Tamae Yoneda’s work presents an autobiographical account of Tamae’s father and his bond with the light that governs human existence. The dancers’ technique is strong, and it is quite clear they all embody movement to reflect different types of light. A dying ember is, for instance, characterised by body-convulsing krump. What this piece requires, however, is a consistent thread. The father’s purpose is ambiguous. Is he suffering from illness or recovering from one? A narrative, however, which could have had greater presence, included the faceless ladies under the lampshades. They were compelling, and it could be a brilliant dance piece in its own right. Promising choreography, but the relationship between the father and light needed to be more discernible.
Pushing boundaries can create new art forms, and Luisa Amorim’s accomplishes just that in her solo. Amorim’s performance-art-cum-monologue wrestles with representations of the female body framed through the eyes of male lovers. But there are two separate concepts floating around here. On the one hand there is a jealous female. On the other Amorim is questioning her non-professional dancing body. How the two relate is equivocal. Maybe this piece is simultaneously denying yet affirming conventional notions of womanhood. Perhaps pursuing one concept rather than both would have made for a stronger piece.

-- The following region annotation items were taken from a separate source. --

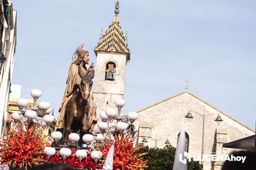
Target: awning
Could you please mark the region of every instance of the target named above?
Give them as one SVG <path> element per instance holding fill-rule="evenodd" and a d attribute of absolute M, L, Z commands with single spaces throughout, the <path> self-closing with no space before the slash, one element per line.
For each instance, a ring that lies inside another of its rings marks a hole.
<path fill-rule="evenodd" d="M 223 144 L 224 148 L 256 151 L 256 134 Z"/>

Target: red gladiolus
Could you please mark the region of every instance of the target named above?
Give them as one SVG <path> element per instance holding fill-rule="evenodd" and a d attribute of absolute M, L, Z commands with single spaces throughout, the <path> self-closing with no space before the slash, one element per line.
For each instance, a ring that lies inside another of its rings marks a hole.
<path fill-rule="evenodd" d="M 114 134 L 115 149 L 114 150 L 113 169 L 123 170 L 139 170 L 147 168 L 147 160 L 144 161 L 142 158 L 145 153 L 135 154 L 135 152 L 140 148 L 140 146 L 133 148 L 134 138 L 132 138 L 130 133 L 124 133 L 121 136 L 117 134 Z M 109 148 L 113 143 L 112 141 L 108 144 L 106 141 L 104 142 L 105 146 L 103 147 L 99 145 L 99 148 L 102 154 L 101 159 L 99 161 L 98 168 L 103 166 L 106 157 L 108 152 Z"/>
<path fill-rule="evenodd" d="M 44 141 L 41 138 L 39 131 L 35 134 L 36 124 L 29 125 L 24 130 L 22 121 L 10 131 L 5 131 L 6 138 L 2 138 L 0 142 L 1 162 L 13 168 L 31 166 L 36 162 L 45 162 L 44 158 Z"/>

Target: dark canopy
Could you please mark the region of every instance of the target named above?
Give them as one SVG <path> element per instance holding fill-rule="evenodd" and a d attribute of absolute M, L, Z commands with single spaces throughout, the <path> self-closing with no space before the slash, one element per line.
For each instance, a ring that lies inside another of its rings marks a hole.
<path fill-rule="evenodd" d="M 256 134 L 223 144 L 224 148 L 256 151 Z"/>

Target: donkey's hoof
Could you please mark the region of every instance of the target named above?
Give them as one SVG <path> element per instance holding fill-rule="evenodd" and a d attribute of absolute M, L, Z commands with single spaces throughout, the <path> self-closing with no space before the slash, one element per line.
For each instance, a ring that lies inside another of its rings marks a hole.
<path fill-rule="evenodd" d="M 85 126 L 83 126 L 82 129 L 83 132 L 86 132 L 87 131 L 87 128 Z"/>

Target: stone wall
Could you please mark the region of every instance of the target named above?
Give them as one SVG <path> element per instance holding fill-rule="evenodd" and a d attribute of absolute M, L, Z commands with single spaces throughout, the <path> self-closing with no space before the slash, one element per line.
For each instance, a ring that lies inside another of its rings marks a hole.
<path fill-rule="evenodd" d="M 253 135 L 255 132 L 218 109 L 206 103 L 188 92 L 184 92 L 160 102 L 157 104 L 139 110 L 139 118 L 135 122 L 140 126 L 137 143 L 142 143 L 143 136 L 163 139 L 157 141 L 157 147 L 162 148 L 168 138 L 172 145 L 176 147 L 182 118 L 189 110 L 201 114 L 204 111 L 205 119 L 204 151 L 205 154 L 228 154 L 233 149 L 222 148 L 224 143 Z M 190 121 L 184 118 L 185 131 L 189 137 L 188 152 L 201 155 L 202 150 L 203 118 L 191 112 L 194 118 Z M 210 114 L 214 114 L 214 115 Z M 218 114 L 223 121 L 218 125 L 214 120 Z M 144 143 L 154 147 L 155 141 L 148 138 Z M 215 154 L 215 152 L 216 152 Z M 214 164 L 221 162 L 204 162 L 204 169 L 214 168 Z M 216 168 L 216 169 L 217 169 Z"/>
<path fill-rule="evenodd" d="M 106 64 L 109 61 L 116 64 L 114 81 L 105 80 Z M 116 109 L 117 112 L 114 102 L 116 99 L 123 98 L 126 67 L 126 55 L 98 52 L 93 91 L 98 117 L 108 108 Z"/>

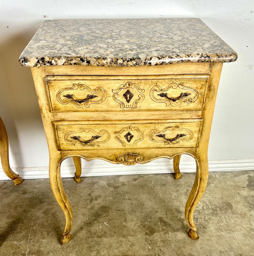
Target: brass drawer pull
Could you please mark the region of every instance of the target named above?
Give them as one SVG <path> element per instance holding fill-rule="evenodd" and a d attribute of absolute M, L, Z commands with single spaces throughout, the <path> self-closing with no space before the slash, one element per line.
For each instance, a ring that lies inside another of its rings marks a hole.
<path fill-rule="evenodd" d="M 73 136 L 72 137 L 71 137 L 70 138 L 71 139 L 73 139 L 73 140 L 75 140 L 76 141 L 79 141 L 81 143 L 84 144 L 85 145 L 86 145 L 87 144 L 90 143 L 92 142 L 93 141 L 94 141 L 95 140 L 97 140 L 98 139 L 101 138 L 101 136 L 100 136 L 100 135 L 95 135 L 95 136 L 93 136 L 92 137 L 92 139 L 88 141 L 81 141 L 80 139 L 79 139 L 80 138 L 80 136 Z"/>
<path fill-rule="evenodd" d="M 91 99 L 94 99 L 96 97 L 98 97 L 94 94 L 92 94 L 91 95 L 88 94 L 87 97 L 86 99 L 84 99 L 83 100 L 76 100 L 73 98 L 73 94 L 66 94 L 66 95 L 63 95 L 63 96 L 64 97 L 65 97 L 65 98 L 67 98 L 67 99 L 70 99 L 71 100 L 72 100 L 73 101 L 75 101 L 75 102 L 77 102 L 79 104 L 83 103 L 83 102 L 86 102 Z"/>
<path fill-rule="evenodd" d="M 162 98 L 165 97 L 168 100 L 175 102 L 177 101 L 179 101 L 179 100 L 181 100 L 181 99 L 182 99 L 185 97 L 188 97 L 190 94 L 190 93 L 182 93 L 180 96 L 179 96 L 179 97 L 178 97 L 177 98 L 170 98 L 169 97 L 168 97 L 168 94 L 167 93 L 161 93 L 158 94 L 158 95 Z"/>
<path fill-rule="evenodd" d="M 160 138 L 165 139 L 166 141 L 169 141 L 170 142 L 172 142 L 175 141 L 176 141 L 179 138 L 181 138 L 182 137 L 183 137 L 184 136 L 186 136 L 186 134 L 184 134 L 183 133 L 181 133 L 180 134 L 178 134 L 176 137 L 174 138 L 173 138 L 173 139 L 167 139 L 167 138 L 166 138 L 165 137 L 165 134 L 158 134 L 158 135 L 156 135 L 156 136 L 157 136 L 158 137 L 159 137 Z"/>

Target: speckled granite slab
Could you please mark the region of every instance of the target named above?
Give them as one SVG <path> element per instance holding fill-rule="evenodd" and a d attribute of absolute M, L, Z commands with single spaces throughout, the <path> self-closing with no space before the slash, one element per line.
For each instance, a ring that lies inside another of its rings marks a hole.
<path fill-rule="evenodd" d="M 48 20 L 21 54 L 28 67 L 230 62 L 237 54 L 198 19 Z"/>

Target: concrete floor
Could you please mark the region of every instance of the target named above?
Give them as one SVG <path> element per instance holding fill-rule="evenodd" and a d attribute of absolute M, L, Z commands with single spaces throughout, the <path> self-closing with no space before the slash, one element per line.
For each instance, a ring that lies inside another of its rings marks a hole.
<path fill-rule="evenodd" d="M 0 255 L 252 256 L 254 171 L 211 173 L 189 237 L 185 203 L 194 174 L 63 179 L 72 239 L 61 246 L 63 214 L 48 180 L 0 182 Z"/>

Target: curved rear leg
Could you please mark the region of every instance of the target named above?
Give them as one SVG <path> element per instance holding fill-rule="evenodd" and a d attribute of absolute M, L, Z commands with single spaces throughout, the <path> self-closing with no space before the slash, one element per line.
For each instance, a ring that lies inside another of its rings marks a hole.
<path fill-rule="evenodd" d="M 196 155 L 196 177 L 185 207 L 185 218 L 190 227 L 188 235 L 192 239 L 199 238 L 193 220 L 193 213 L 203 195 L 208 179 L 208 159 L 207 155 Z"/>
<path fill-rule="evenodd" d="M 179 169 L 179 163 L 180 162 L 181 158 L 181 155 L 178 155 L 173 158 L 173 166 L 174 170 L 176 174 L 175 176 L 175 179 L 176 180 L 179 180 L 182 177 L 182 174 L 180 172 L 180 169 Z"/>
<path fill-rule="evenodd" d="M 50 156 L 49 161 L 49 181 L 51 189 L 57 202 L 63 210 L 65 219 L 65 226 L 61 240 L 64 244 L 70 239 L 70 232 L 72 226 L 72 210 L 66 196 L 61 177 L 60 157 Z"/>
<path fill-rule="evenodd" d="M 23 179 L 11 169 L 9 163 L 9 145 L 8 136 L 5 126 L 0 117 L 0 155 L 3 169 L 5 173 L 10 179 L 13 180 L 14 185 L 17 186 L 23 182 Z"/>
<path fill-rule="evenodd" d="M 72 158 L 76 168 L 76 172 L 74 176 L 74 180 L 77 183 L 80 183 L 82 181 L 80 178 L 81 172 L 81 158 L 78 156 L 73 156 Z"/>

Encased within a microcosmic circle littered with broken fragments of limestone, two sisters assert their different identities. They repeat and mirror the same movement in short floor-based sequences at varying tempos, reflecting the enduring, oxymoronic struggle of trying to be unique when they are two sides of the same coin. Li’An Dance’s choreography is absorbing. The two bodies mutate into one as they lean into each other, alienated and exasperated by this uncomfortable interdependency. After such an intense duel however, the conflict was left unresolved. There was still raw material to be explored. Does the bitter realisation of their coexistence render these two lives obsolete? A stunning work in progress, Sorella Mia needs a more solid finish.